Le tecnologie comunque non influenzano soltanto la psiche: un verbo molto, molto fisico (sonoro, soprattutto) è l'indispensabile cellurlare, esperienza a disposizione di tutti su un tram, per strada, al lavoro, qualche volta anche in luoghi che dovrebbero essere riservati. É la reazione istintiva di chi parla al telefonino come se dovesse colmare la distanza che lo separa dall'interlocutore spaccandogli i timpani. E non solo a lui. La cellurlite (che non c'entra con la cellulite, ma un nesso potrebbe anche esserci, di solito quelle senza buccia d'arancia sono molto perfettine in tutto, figuriamoci se si sgolano al telefonino) non va d'accordo invece con i tipi bifonali: loro sono dei maghi, riescono a conversare in due cornette contemporaneamente e, intanto, a parlare anche al vivavoce, il tutto senza perdere l'aplomb.

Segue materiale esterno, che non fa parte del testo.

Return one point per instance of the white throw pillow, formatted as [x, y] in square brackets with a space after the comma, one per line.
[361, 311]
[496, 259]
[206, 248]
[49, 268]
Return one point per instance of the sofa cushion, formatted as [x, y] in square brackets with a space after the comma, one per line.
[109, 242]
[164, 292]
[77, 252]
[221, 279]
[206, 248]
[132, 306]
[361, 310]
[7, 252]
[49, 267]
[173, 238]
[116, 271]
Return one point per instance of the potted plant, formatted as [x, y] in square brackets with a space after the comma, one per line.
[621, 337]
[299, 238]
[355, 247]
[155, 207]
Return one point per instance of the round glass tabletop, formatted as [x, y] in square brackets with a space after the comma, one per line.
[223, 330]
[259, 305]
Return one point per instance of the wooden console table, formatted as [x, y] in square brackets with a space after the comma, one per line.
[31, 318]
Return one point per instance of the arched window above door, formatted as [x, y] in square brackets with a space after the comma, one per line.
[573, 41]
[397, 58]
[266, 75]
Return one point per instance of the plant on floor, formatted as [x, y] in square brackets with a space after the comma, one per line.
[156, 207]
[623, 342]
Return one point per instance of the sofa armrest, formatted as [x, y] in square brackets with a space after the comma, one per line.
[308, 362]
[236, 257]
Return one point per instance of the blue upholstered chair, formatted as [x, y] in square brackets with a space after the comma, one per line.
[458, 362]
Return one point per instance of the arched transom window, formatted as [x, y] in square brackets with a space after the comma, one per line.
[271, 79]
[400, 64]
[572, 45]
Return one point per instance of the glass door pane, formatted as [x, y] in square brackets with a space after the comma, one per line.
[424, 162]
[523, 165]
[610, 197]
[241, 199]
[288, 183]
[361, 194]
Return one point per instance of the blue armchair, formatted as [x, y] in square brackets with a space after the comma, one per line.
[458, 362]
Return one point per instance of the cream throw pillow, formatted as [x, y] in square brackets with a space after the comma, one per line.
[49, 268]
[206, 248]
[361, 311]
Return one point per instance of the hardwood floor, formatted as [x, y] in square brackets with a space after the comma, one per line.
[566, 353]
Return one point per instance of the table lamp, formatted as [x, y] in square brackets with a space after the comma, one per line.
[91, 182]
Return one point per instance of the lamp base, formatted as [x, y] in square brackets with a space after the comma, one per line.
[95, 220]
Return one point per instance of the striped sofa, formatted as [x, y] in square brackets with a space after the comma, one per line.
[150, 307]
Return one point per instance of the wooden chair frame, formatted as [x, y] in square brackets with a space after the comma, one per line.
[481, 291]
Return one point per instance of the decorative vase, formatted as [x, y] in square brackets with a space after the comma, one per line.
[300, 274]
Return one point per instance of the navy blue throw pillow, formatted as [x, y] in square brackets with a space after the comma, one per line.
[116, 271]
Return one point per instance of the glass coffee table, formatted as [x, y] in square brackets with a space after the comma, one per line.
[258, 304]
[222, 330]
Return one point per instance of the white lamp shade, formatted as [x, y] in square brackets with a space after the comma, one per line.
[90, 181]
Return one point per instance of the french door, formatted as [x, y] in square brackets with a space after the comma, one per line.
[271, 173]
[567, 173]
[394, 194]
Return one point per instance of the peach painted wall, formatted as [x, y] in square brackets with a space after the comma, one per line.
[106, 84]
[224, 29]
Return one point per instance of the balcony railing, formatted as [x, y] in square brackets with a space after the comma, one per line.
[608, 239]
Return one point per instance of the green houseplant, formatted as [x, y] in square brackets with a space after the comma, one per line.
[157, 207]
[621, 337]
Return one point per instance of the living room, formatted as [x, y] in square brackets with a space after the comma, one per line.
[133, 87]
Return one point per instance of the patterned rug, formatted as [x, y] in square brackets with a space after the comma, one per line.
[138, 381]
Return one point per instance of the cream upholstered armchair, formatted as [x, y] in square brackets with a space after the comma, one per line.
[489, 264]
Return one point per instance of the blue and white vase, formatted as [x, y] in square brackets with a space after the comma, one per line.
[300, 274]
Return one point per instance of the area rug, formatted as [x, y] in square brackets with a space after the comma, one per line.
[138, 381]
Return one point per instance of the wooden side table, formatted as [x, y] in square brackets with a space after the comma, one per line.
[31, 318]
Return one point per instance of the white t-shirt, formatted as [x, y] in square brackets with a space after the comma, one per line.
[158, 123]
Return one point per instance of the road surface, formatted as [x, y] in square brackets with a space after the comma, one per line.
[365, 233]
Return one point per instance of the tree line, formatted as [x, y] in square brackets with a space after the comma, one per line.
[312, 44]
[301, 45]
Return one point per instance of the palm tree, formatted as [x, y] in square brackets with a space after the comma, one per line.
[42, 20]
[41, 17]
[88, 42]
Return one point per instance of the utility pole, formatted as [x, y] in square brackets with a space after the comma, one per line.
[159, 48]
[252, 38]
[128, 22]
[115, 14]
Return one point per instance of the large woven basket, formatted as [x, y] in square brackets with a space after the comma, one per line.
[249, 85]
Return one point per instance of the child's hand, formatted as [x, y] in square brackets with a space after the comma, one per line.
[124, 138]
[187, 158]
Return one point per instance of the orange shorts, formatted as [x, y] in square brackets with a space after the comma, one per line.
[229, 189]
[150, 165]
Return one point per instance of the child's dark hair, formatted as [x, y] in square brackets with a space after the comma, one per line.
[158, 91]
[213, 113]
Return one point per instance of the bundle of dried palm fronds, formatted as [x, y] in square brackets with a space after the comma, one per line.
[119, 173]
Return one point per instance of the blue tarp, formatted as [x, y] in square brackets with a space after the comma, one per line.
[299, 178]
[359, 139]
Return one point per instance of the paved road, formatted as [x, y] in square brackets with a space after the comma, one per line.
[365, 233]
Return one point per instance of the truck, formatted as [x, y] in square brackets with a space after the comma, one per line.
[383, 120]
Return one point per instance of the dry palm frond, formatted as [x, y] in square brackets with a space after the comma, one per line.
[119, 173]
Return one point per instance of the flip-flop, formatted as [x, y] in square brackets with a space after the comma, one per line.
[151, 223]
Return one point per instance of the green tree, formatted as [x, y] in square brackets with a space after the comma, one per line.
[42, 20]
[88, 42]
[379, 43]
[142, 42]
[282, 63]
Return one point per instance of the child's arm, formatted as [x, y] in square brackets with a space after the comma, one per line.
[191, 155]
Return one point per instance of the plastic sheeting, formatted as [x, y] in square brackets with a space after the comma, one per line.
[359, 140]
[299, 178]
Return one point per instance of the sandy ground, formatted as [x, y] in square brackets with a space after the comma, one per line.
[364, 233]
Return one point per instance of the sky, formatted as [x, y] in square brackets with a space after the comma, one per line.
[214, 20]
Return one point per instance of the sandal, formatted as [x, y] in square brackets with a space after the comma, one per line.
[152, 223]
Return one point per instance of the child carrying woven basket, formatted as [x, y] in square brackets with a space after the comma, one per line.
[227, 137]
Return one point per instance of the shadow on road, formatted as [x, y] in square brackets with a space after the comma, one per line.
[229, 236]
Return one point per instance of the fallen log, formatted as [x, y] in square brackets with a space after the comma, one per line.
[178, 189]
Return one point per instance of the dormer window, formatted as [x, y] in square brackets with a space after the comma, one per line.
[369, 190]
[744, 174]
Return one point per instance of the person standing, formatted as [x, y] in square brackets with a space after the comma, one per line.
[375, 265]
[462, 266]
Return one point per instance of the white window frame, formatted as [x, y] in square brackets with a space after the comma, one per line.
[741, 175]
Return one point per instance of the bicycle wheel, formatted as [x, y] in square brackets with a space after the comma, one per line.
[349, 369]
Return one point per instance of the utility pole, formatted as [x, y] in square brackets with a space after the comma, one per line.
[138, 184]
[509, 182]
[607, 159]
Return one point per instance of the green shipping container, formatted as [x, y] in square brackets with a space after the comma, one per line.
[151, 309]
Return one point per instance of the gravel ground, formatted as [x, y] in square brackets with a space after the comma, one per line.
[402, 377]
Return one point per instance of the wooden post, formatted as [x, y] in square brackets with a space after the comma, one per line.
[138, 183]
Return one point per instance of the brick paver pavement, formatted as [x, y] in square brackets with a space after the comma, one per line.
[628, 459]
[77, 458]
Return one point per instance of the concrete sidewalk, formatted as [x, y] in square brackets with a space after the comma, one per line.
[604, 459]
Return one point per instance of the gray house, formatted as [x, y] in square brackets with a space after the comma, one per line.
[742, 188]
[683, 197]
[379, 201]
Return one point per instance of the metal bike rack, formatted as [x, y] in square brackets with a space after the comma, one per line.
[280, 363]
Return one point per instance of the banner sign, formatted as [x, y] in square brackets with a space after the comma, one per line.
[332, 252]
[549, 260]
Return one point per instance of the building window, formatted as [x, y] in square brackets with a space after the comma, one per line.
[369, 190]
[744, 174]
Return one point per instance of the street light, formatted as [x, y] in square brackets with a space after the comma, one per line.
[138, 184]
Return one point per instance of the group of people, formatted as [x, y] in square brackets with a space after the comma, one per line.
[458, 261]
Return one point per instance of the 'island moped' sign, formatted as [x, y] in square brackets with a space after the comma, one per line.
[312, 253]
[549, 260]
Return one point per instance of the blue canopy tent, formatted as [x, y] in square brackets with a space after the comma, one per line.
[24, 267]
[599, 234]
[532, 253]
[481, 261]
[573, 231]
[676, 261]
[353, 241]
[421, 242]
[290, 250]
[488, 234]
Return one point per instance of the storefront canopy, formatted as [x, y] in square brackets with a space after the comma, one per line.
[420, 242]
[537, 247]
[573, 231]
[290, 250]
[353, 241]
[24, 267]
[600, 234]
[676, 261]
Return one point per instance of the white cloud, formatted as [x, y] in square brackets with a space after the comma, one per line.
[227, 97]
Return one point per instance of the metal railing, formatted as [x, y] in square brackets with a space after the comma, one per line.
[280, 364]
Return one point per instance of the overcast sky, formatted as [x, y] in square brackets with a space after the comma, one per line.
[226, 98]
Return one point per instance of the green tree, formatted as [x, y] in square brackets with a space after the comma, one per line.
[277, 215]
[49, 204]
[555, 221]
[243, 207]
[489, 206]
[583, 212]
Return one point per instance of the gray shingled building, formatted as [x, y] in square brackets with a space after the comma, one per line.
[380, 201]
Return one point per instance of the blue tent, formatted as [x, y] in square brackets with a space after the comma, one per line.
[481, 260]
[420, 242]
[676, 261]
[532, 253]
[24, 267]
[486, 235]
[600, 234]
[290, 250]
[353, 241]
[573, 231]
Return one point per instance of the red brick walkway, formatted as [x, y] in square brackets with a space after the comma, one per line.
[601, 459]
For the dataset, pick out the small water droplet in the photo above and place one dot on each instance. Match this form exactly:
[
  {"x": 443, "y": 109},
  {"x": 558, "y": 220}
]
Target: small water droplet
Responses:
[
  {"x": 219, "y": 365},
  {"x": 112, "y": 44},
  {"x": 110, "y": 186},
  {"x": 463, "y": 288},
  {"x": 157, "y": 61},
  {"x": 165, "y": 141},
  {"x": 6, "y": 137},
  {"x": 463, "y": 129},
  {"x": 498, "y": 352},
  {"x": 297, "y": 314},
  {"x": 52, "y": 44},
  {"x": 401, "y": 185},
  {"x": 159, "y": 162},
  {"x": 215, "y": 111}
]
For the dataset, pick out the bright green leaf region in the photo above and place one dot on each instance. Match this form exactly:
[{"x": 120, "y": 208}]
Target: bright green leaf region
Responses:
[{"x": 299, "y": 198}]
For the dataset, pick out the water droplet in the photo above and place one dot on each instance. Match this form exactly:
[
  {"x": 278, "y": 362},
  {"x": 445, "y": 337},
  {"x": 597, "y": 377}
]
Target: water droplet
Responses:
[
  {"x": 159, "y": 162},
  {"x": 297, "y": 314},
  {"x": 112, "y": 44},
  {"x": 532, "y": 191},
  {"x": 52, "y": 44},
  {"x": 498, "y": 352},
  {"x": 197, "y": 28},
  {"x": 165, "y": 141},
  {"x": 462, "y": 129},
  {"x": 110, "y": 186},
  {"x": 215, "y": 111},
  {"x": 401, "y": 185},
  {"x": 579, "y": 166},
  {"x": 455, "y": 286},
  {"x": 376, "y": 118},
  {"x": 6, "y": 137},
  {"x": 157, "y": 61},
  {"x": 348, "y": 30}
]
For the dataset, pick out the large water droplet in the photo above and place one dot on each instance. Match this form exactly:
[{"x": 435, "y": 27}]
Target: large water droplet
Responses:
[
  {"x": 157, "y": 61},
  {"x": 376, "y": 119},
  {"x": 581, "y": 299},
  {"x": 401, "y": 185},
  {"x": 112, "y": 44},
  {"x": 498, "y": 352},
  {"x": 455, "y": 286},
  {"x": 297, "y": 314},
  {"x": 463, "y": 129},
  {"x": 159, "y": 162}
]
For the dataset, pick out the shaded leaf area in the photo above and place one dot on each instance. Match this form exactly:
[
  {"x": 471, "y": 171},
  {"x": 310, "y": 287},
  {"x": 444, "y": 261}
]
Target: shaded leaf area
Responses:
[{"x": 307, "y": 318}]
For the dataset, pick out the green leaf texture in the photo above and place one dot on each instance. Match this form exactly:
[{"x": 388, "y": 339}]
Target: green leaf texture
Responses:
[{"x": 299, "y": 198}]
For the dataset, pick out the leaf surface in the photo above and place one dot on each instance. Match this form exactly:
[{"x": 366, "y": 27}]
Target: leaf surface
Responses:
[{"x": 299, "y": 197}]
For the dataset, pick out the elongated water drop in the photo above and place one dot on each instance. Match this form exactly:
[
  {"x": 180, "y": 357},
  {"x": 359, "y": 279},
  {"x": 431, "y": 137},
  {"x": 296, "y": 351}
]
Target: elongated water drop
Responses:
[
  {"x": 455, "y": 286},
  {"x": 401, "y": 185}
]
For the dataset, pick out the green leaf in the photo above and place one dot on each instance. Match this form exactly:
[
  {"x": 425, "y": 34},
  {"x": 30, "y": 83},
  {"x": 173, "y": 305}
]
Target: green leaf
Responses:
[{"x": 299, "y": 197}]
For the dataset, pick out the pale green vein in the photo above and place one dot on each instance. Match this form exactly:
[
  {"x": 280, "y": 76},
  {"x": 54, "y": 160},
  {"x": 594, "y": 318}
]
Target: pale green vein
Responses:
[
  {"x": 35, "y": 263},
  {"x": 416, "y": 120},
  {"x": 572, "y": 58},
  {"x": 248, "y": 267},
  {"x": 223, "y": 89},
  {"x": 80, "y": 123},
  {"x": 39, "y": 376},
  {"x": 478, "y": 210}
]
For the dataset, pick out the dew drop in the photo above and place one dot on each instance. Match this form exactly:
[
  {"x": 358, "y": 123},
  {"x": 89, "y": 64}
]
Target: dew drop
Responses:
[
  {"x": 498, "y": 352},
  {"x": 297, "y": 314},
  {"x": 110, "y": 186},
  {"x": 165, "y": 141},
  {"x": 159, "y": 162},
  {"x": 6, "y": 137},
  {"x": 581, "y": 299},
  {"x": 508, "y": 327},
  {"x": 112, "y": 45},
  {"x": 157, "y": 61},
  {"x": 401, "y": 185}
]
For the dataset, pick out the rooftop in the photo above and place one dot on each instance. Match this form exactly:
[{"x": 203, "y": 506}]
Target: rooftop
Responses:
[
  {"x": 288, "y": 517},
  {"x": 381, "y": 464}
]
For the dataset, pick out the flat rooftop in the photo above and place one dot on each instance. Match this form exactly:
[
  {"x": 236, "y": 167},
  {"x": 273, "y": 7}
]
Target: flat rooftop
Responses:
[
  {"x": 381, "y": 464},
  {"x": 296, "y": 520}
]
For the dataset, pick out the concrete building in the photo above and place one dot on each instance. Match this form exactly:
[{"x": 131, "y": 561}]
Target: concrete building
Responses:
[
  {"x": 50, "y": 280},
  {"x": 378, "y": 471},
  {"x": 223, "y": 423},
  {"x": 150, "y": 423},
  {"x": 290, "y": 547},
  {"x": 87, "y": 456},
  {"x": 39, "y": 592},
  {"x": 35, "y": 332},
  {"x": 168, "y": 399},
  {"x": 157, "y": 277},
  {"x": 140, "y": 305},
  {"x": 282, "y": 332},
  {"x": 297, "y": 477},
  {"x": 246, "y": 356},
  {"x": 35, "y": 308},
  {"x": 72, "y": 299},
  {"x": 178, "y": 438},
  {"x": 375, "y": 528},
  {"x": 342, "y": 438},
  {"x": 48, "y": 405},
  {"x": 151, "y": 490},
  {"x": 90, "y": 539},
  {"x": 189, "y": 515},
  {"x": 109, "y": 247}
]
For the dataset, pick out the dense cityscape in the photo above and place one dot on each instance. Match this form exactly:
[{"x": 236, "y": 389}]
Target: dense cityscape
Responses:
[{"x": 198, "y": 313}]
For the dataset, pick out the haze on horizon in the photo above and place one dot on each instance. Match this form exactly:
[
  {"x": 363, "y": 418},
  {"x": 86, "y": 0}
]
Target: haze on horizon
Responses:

Il bifonale è anche un esperto della non chiamata: quella che fai sperando di dialogare con una segreteria telefonica. Studi gli orari, ti concentri, ti affidi a qualche gesto scaramantico e, il più delle volte, funziona. Trucchetto meschino? Nulla rispetto alle strategie degli amorafobici, gli allergici all'amore, che fuggono di fronte a ogni sentore d'impegno o di relazione. Per non finire come i protagonisti di un altarco tremendo, cioè un alterco pre altare, di solito scatenato da ragioni serie come il pizzo dei tovaglioli, la dimensione delle bomboniere e il colore dei fiocchetti del menu. In ogni caso relativo al matrimonio imminente. Anzi focalizzato, ex neologismo che, ormai, è solo un inglesismo da stakanovista. Finiranno così, forse, anche le parole del finzionario. Fra le brutture e l'oblio. Di sicuro farà una fine poco allegra, per sé specialmente, chi si lascia contagiare dal panico bio (impulso incontenibile di comprare alimenti biologici da infilare in un sacchetto ricilabile, anzi meglio in tela) e dal calcolo misterioso della sua impronta carboidratica. Che non c'entra con l'anidride carbonica, ma con pasta e dolci. Quella che, una volta, si chiamava la prova bilancia.